Jordan Sturdy has some tough decisions ahead. His list of things to do includes finding a part-time residence in Victoria, sorting out his commuting plans between Pemberton and the provincial capital and deciding whether he'll continue his work as the mayor of Pemberton.
Getting a better understanding of his role as a newly appointed parliamentary secretary is key to making a decision about his future as mayor, said Sturdy.
"Parliamentary secretary roles can be very flexible in that they can be very much task oriented, or they can be more liaison oriented or they can be sort of an assistant role as well," he said. "To some degree I think it depends on what the premier has specifically in mind. I'm sure she'll be meeting with the minister and making him aware of what her thoughts are in terms of what my role will be."
The role for Sturdy was announced last week. He will be Transportation and Infrastructure Minister Todd Stone's parliamentary secretary. According to Sturdy, Premier Christy Clark asked him in advance of the announcement if he'd take on the role and work with Stone, who lives in Kamloops. He noted that Clark pointed out to him that the ministry oversees BC Ferries and there is a ferry terminal in the West Vancouver-Sea to Sky riding.
"She did mention to me that as the minister is not from the Lower Mainland and I have been involved in local government in the Lower Mainland," Sturdy said. "Clearly one of the main issues on the table is transit and transit funding."
Sturdy added that the ministry also oversees air travel and railroad issues.
In addition to his parliamentary secretary role, Sturdy has been appointed by the premier to the provincial Environment and Land Use Committee.
While Sturdy struggles with the mayoral decision he said that he will be stepping down from the Squamish-Lillooet Regional District on June 18. He also said he is going to remove himself from the Pemberton Valley Utilities and Services (PVUS) board of directors.

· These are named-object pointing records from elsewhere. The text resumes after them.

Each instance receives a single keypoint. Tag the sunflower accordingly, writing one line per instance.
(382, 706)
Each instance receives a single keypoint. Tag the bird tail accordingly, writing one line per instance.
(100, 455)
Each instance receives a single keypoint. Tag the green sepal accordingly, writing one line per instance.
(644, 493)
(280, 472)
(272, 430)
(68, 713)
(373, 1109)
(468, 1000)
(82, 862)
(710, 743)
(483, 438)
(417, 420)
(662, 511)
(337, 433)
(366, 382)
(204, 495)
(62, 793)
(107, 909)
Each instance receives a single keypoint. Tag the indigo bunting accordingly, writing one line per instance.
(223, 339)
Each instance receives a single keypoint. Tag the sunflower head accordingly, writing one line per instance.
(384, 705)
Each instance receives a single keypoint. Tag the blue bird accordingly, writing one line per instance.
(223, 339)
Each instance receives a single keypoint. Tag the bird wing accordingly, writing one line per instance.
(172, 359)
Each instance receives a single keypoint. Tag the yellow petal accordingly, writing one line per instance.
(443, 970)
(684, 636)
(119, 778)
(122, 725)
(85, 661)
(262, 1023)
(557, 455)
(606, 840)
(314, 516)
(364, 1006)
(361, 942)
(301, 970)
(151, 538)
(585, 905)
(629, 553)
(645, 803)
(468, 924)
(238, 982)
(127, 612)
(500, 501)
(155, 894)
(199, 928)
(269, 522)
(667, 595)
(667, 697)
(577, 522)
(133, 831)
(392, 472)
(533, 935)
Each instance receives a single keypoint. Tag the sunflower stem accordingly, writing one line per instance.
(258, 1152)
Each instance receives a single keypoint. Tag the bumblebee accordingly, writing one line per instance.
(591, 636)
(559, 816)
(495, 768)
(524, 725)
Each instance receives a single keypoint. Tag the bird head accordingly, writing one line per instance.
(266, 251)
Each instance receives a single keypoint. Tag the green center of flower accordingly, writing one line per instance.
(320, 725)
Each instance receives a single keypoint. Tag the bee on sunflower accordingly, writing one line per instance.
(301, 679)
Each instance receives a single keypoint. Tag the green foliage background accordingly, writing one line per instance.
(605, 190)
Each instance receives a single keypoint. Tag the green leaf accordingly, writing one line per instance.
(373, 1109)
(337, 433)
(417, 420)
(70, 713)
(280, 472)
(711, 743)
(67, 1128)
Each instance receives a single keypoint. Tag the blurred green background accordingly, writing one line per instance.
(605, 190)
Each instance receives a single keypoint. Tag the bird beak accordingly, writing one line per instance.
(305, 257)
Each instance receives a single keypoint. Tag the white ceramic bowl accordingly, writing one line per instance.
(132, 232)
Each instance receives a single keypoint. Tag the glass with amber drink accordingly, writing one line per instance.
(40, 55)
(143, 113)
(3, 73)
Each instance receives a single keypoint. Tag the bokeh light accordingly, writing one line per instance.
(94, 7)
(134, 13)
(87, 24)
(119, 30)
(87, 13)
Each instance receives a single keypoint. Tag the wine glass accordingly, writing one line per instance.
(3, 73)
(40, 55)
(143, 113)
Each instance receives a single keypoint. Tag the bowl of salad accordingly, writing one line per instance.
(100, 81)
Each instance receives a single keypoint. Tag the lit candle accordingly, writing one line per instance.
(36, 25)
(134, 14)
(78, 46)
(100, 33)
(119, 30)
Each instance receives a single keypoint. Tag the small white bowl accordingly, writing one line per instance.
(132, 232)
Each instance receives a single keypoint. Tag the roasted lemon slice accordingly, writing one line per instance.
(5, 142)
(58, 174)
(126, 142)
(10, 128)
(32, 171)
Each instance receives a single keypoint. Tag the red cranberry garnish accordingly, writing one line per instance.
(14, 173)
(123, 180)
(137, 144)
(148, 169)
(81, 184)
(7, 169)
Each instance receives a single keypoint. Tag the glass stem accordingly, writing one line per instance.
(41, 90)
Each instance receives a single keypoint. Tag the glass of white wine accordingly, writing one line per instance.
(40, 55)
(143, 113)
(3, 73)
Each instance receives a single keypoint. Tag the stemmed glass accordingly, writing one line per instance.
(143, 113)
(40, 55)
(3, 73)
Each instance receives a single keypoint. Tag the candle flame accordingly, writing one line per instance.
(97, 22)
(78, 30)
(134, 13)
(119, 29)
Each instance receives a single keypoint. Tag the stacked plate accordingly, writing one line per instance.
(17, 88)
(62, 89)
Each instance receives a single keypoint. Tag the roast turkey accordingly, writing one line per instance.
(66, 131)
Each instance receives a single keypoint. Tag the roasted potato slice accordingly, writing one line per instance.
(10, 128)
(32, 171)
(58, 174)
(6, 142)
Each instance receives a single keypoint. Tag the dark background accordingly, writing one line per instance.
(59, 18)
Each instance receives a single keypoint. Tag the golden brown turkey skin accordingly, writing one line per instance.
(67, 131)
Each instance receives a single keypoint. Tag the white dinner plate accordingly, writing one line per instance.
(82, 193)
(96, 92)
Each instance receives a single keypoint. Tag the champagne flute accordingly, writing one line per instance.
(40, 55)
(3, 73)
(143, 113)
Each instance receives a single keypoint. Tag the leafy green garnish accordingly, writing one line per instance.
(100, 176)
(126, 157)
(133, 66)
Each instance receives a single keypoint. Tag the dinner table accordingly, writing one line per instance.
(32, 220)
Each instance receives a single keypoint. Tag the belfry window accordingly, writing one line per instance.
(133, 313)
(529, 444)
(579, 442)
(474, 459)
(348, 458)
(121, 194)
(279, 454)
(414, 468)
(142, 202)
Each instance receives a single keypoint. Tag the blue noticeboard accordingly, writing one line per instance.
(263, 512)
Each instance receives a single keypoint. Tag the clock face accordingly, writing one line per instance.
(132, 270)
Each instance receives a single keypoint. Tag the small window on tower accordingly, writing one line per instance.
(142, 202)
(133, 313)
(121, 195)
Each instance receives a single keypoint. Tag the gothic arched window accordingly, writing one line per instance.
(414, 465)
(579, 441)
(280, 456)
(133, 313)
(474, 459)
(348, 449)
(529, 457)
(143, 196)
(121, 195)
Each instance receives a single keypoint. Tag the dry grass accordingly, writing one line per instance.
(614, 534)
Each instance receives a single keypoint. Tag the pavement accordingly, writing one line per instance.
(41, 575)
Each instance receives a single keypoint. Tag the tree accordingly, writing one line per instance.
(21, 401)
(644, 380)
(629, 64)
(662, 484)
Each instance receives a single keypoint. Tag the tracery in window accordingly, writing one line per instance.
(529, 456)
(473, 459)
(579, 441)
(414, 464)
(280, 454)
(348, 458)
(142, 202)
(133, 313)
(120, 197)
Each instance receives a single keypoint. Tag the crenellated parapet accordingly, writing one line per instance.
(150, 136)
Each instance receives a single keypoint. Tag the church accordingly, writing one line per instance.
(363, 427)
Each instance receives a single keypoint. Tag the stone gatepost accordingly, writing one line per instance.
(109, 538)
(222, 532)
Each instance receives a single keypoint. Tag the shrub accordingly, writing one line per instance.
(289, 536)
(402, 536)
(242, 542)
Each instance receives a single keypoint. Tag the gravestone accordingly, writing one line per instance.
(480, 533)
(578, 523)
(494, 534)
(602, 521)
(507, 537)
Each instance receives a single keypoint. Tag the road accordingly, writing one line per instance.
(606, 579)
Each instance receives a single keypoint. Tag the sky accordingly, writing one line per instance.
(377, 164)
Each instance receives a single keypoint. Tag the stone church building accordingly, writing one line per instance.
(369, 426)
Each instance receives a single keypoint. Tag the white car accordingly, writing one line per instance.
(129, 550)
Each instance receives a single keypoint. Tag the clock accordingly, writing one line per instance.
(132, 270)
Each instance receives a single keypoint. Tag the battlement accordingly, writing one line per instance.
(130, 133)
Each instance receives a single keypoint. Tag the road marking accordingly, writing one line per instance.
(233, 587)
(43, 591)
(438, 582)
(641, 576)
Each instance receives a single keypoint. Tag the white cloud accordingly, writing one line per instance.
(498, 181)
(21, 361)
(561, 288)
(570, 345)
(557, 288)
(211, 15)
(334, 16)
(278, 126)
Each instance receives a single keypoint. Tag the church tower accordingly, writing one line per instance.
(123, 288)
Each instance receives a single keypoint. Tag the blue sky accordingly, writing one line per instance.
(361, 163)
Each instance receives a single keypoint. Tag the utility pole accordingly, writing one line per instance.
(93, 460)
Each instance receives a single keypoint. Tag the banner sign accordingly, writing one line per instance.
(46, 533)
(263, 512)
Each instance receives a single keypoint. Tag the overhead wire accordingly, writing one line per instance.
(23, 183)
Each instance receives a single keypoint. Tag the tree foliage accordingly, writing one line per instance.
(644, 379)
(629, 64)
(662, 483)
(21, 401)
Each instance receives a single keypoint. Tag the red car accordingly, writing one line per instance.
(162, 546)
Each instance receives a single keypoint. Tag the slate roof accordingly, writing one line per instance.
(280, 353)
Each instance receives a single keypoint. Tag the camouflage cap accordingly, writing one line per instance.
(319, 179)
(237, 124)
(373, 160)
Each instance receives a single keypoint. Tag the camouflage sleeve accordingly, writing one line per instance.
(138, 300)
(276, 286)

"In the next couple of weeks I'll be making a decision," he said.
He added that in a small community like Pemberton, it doesn't work for a member of council to take a leave of absence. A number of things could happen if a by-election is triggered by his resignation as mayor. Sturdy said a sitting councillor could win the by-election and then there would have to be a by-election to backfill that council position — all scenarios with significant costs involved for Pemberton.
"I don't know that there is an ideal situation," Sturdy said.
He hasn't ruled out carrying on as mayor and finishing his term if there's agreement that staying on is better for the community than having a by-election.
Whatever happens with the short-term structure of Pemberton council, Sturdy said his goal is to make the transition as smooth as possible for the community with minimal disruption.
"I do have a responsibility to the community as well in that I did not provide notice that this was an option and it really wasn't on the radar," Sturdy said of his decision to seek the MLA job.
Finding a part-time residence in Victoria that is close to the legislative building where he will be working is an immediate priority for Sturdy. Ideally, he said he would like to be able to ride his bike between his workplace and his part-time home.
He added that his Ford F-350 pickup truck isn't an ideal vehicle for commuting between Pemberton and Victoria so he's looking at his transportation situation as he continues his transition into his job as MLA.
"New times and new adventures," said Sturdy of his next few weeks. "It will all work itself out and I'm really excited about it."
Despite all the unanswered questions and uncertainties at this point, Sturdy said he's really excited about the future. He added that his family farm will always be there for him when he decides he can't take politics anymore.